Она извлекла из сумки полурастаявшую плитку и отломила мне половину. Уныло пережевывая горький шоколад, я подумала, что конфетотерапия – не лучший выход. В процессе сладкого жевания кажется, что вроде бы тебе стало намного легче, но потом ты подходишь к зеркалу, видишь свои округлившиеся щеки и понимаешь, что еще больше все испортила.
– Итак, правило последнее, – торжественно объявила Ада с набитым ртом. – Никогда не спи с начальством.
Я подавилась шоколадом и закашлялась. Аде пришлось долго молотить меня ладонью по спине. Пока я наконец не выдавила:
– Откуда ты… То есть о чем ты? Ты что-то перепутала.
– Кашеварова, мне-то можешь не врать, – криво усмехнулась она, – да и никому можешь не врать, все наши в курсе.

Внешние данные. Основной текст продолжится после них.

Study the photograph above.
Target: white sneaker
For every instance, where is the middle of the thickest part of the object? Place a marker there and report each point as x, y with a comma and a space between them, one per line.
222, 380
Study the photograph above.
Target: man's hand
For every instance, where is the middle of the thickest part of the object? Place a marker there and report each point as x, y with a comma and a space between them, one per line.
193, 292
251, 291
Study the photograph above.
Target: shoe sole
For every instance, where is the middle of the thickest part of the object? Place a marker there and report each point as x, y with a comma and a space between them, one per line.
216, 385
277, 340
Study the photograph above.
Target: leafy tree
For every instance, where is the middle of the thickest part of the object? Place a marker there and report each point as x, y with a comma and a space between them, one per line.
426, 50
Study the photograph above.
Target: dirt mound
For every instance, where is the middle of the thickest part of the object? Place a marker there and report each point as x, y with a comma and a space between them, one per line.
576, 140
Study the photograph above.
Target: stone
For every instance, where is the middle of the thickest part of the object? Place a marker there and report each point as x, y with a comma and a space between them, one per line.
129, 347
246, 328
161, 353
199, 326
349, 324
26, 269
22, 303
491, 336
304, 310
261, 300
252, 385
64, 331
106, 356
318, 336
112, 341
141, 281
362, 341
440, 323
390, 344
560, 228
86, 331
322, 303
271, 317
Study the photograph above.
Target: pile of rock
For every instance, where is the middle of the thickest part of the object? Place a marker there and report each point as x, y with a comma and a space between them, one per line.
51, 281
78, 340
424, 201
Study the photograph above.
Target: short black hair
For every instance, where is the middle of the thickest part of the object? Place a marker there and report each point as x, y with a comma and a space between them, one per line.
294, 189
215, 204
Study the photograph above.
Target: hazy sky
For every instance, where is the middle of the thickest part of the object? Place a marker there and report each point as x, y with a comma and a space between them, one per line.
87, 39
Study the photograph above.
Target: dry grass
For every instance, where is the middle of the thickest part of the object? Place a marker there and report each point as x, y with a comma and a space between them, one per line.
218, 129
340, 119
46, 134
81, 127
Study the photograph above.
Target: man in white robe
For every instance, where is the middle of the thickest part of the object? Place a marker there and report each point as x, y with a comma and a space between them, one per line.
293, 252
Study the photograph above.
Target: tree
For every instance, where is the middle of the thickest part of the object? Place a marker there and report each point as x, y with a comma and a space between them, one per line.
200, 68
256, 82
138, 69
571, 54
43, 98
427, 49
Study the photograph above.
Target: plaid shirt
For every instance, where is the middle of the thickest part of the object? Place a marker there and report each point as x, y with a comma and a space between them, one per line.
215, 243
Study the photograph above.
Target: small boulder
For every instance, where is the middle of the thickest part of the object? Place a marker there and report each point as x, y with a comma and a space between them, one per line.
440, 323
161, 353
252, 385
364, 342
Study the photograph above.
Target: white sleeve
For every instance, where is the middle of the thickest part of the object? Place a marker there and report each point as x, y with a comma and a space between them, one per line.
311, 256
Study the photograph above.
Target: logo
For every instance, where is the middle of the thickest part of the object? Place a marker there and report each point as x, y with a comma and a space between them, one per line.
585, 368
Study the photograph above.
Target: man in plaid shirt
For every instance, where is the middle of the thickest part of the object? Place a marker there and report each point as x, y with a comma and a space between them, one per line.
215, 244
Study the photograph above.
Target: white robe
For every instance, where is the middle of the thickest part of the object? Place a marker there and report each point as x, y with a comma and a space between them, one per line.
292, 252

– Что значит «все наши в курсе»?! – повысила голос я. – Объясни все по порядку! Это какой-то сумасшедший дом…
– Вот в этом ты права. Наша редакция – дурдом. Но в этом виновата только специфика нашей программы. Помнишь, я тебе недавно говорила, что все наши бабы-журналистки устроились сюда в расчете подцепить подходящего «джентльмена»?